私たちジェネシア・ベンチャーズは、「新たな産業の“種”から”最初の芽”を出すこと」を自分たちの役割だと考え、2016年の設立から一貫して、創業初期のスタートアップの1stラウンドにおいて投資をしてきました。シード投資の意思決定にあたり、私たちは「起業家(経営チーム)」と同じくらい「マーケット」を重視しています。このスタイルを取る前提には、私たちがミッションとして掲げている「持続可能な産業創造プラットフォーム」の実現があります。マーケットや事業領域が時代の大きな流れに沿うものなのか、人々の豊かさに繋がり、将来にわたり拡大していくことが信じられる領域なのかを考えながら、「マーケット」と「起業家(チーム)」の相性を見るようにしています。
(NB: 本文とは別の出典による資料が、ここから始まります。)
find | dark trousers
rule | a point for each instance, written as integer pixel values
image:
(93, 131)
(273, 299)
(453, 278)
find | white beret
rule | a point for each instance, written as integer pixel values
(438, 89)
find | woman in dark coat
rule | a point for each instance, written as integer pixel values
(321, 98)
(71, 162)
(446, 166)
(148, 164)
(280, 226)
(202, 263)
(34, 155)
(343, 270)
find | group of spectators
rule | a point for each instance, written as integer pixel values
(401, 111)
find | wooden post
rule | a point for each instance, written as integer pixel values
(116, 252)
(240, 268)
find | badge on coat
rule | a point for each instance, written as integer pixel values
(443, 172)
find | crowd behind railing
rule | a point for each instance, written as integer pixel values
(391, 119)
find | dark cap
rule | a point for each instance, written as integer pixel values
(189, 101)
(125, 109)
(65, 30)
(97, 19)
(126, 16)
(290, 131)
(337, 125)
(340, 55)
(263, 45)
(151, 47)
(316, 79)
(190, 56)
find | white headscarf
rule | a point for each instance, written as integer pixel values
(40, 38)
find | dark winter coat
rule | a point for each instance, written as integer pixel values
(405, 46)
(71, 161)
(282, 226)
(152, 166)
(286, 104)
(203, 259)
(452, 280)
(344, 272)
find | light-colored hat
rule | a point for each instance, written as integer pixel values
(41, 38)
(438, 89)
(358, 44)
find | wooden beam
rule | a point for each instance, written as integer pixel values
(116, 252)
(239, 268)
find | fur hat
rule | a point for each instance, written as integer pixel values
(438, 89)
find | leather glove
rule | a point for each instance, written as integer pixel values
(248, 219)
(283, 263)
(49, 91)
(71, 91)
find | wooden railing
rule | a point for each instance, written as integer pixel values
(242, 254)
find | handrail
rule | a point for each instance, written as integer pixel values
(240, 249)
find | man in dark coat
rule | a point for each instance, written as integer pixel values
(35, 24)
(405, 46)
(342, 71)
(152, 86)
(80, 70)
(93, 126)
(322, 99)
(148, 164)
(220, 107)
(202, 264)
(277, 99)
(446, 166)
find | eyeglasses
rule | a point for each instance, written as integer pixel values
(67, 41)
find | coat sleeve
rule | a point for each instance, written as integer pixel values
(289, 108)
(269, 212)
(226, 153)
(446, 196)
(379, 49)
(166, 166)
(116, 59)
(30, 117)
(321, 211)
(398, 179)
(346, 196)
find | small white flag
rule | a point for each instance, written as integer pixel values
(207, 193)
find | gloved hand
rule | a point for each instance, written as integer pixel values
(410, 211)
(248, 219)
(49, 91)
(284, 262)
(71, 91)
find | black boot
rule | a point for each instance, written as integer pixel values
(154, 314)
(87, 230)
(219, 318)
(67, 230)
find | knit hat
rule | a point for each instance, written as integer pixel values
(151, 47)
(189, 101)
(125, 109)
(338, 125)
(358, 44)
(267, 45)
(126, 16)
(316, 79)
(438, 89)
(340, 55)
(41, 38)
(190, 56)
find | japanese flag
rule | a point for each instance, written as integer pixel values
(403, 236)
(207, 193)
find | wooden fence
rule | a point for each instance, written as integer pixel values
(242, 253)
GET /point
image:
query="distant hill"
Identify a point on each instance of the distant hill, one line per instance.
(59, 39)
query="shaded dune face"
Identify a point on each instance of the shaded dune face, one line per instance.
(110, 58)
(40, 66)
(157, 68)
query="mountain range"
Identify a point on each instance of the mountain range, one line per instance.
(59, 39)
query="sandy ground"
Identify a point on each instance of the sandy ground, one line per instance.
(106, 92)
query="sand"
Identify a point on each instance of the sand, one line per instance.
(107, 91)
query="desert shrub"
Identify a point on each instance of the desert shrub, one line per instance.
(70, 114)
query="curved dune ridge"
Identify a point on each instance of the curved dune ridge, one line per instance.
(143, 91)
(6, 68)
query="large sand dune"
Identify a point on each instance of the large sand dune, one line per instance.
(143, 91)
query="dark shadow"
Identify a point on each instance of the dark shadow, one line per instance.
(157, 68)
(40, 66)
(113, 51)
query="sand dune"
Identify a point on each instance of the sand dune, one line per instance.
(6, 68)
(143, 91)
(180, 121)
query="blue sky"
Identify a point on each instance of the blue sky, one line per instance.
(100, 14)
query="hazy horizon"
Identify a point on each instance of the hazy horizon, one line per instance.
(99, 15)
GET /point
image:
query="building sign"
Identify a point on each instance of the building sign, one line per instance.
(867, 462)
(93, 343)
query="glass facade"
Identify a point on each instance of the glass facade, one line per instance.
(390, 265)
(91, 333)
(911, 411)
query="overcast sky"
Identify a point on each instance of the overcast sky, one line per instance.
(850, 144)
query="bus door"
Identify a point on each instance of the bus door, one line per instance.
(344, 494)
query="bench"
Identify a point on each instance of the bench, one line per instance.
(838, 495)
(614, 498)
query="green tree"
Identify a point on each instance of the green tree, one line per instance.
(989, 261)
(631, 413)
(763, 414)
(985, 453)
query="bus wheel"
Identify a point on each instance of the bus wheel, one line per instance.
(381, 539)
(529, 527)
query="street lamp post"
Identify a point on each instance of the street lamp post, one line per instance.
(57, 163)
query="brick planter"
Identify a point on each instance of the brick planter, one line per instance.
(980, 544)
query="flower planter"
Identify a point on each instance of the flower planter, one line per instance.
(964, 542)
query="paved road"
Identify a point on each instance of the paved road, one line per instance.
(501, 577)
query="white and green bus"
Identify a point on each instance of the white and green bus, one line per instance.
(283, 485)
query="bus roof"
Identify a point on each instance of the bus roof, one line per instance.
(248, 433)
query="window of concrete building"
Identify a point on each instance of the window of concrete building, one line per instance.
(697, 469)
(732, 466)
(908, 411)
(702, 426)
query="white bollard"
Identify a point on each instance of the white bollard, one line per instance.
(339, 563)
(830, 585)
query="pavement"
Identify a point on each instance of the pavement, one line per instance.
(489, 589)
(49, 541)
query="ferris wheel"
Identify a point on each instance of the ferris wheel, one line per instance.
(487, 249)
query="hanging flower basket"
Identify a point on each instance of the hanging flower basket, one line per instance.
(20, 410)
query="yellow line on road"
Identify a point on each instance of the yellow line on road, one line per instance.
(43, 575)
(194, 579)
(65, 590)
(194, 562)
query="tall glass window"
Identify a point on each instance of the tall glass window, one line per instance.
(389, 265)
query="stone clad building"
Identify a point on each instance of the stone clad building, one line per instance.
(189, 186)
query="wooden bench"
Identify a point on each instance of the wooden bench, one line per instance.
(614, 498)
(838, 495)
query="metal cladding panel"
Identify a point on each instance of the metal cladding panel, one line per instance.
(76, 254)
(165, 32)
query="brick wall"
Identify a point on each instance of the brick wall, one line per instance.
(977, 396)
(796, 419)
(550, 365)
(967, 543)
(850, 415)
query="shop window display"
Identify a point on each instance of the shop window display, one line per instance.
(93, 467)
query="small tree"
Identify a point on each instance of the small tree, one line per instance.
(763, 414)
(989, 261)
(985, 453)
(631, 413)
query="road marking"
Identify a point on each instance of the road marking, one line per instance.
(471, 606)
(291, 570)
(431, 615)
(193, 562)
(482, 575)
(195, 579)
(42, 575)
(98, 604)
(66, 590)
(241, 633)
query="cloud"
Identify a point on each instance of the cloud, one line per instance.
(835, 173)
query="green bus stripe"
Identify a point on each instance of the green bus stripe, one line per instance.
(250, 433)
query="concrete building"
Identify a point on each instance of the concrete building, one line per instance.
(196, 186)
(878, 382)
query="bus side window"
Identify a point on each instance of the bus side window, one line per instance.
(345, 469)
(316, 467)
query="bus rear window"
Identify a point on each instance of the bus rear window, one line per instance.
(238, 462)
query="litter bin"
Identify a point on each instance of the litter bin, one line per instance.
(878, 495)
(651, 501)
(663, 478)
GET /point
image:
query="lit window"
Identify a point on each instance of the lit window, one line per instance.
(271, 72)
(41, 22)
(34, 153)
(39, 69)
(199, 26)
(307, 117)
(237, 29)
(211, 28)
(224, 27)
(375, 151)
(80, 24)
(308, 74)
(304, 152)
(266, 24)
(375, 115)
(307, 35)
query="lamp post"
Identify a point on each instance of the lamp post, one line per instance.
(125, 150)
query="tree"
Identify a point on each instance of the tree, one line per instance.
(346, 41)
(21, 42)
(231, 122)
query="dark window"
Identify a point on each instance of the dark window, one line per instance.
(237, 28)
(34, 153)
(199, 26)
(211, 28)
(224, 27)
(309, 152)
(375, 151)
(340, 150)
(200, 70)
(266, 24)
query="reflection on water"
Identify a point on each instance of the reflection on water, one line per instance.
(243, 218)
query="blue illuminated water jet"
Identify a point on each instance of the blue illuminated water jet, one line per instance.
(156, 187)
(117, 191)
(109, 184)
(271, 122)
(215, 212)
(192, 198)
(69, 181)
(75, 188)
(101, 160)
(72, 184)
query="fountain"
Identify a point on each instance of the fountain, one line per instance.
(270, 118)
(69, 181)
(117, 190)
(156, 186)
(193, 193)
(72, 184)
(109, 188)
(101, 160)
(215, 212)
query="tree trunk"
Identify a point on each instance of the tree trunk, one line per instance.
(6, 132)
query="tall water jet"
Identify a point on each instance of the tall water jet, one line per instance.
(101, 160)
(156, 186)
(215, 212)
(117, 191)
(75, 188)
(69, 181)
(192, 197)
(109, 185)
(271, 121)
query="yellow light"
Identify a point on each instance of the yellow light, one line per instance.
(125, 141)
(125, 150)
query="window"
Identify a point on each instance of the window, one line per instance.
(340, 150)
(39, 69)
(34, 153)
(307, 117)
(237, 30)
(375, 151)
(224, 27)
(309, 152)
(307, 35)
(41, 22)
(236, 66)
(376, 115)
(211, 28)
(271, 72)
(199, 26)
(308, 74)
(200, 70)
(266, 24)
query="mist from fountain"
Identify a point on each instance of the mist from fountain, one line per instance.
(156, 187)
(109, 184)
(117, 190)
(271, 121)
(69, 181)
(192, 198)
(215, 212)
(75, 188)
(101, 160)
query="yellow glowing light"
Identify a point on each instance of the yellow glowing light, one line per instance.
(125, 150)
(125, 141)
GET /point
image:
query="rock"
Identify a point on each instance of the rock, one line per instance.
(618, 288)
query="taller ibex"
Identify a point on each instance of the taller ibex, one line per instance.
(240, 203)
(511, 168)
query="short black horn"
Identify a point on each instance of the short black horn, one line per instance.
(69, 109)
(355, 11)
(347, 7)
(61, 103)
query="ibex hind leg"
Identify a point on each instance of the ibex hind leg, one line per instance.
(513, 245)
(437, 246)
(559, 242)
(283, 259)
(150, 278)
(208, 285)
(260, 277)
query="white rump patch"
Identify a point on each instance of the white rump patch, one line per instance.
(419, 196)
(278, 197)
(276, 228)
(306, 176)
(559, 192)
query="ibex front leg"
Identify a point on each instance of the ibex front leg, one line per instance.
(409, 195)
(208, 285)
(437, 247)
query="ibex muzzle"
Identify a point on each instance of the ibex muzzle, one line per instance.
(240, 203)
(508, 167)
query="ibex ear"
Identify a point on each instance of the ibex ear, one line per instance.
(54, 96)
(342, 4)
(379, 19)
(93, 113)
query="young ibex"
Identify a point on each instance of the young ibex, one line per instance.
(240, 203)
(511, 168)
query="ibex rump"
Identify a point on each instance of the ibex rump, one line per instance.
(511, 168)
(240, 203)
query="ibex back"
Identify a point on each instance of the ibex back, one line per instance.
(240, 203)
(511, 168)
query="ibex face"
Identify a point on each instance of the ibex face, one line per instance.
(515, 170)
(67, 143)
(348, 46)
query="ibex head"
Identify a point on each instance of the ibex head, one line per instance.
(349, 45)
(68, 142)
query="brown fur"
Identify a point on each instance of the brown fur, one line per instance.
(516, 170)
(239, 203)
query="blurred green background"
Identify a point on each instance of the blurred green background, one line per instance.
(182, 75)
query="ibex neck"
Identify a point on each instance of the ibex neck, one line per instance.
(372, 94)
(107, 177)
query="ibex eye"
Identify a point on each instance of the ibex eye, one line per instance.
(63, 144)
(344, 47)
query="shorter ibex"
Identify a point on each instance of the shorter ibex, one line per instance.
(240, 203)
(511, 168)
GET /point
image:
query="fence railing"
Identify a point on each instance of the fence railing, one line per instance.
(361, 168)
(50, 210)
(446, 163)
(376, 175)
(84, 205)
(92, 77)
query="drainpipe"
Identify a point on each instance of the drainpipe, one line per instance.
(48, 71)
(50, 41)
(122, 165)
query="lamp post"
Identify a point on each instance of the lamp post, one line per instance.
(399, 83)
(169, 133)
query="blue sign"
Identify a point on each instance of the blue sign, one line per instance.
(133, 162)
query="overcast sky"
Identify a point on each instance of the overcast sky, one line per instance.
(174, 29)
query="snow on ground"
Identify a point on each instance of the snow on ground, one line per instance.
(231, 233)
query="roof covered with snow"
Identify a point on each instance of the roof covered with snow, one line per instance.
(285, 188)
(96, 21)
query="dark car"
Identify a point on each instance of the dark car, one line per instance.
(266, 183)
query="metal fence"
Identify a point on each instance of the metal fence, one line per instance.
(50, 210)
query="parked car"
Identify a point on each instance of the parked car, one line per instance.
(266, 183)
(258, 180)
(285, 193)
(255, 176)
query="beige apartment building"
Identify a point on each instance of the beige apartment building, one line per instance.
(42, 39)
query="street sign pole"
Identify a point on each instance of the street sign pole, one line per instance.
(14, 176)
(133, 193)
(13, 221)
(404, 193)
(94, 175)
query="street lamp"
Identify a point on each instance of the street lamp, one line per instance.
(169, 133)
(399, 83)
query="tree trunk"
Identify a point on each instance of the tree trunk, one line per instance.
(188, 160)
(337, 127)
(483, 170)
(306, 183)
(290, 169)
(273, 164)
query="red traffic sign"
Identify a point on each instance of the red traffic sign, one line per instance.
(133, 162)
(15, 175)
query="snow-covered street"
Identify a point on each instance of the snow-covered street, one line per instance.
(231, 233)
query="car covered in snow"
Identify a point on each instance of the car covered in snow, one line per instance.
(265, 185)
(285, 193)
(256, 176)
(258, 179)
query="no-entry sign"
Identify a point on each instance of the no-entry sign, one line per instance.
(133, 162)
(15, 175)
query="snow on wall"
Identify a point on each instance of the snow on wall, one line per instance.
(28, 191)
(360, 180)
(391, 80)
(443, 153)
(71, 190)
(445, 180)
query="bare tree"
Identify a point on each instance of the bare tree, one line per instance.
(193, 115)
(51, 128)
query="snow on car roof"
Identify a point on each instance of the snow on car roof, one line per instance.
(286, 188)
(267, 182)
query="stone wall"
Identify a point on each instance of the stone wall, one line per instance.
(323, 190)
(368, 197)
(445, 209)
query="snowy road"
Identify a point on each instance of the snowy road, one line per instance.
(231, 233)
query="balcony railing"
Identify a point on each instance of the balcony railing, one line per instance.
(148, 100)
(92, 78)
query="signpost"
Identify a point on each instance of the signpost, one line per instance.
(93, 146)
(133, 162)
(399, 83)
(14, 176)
現にジェネシア・ベンチャーズ社内では、属人化しがちなシード期の市場仮説の見立てを『Market.iO(マーケットアイオー)』という共通のフレームワークをもとに行うことで、その事業が社会に与えるインパクトも加味して投資判断を進めています。

こうした市場仮説をもとに、ジェネシア・ベンチャーズの各キャピタリストが2024年に注目している領域をまとめてみました。事業相談やオフィスアワーも随時行っていますので、フォーム各キャピタリストのSNSまでお気軽にご連絡ください!

※このブログで記載しているものは、特に注目している領域としてピックアップしたものです。この領域以外でも、創業前後・シード期の起業や資金調達相談はいつでも大歓迎ですので、気兼ねなくコンタクトしていただければ嬉しいです。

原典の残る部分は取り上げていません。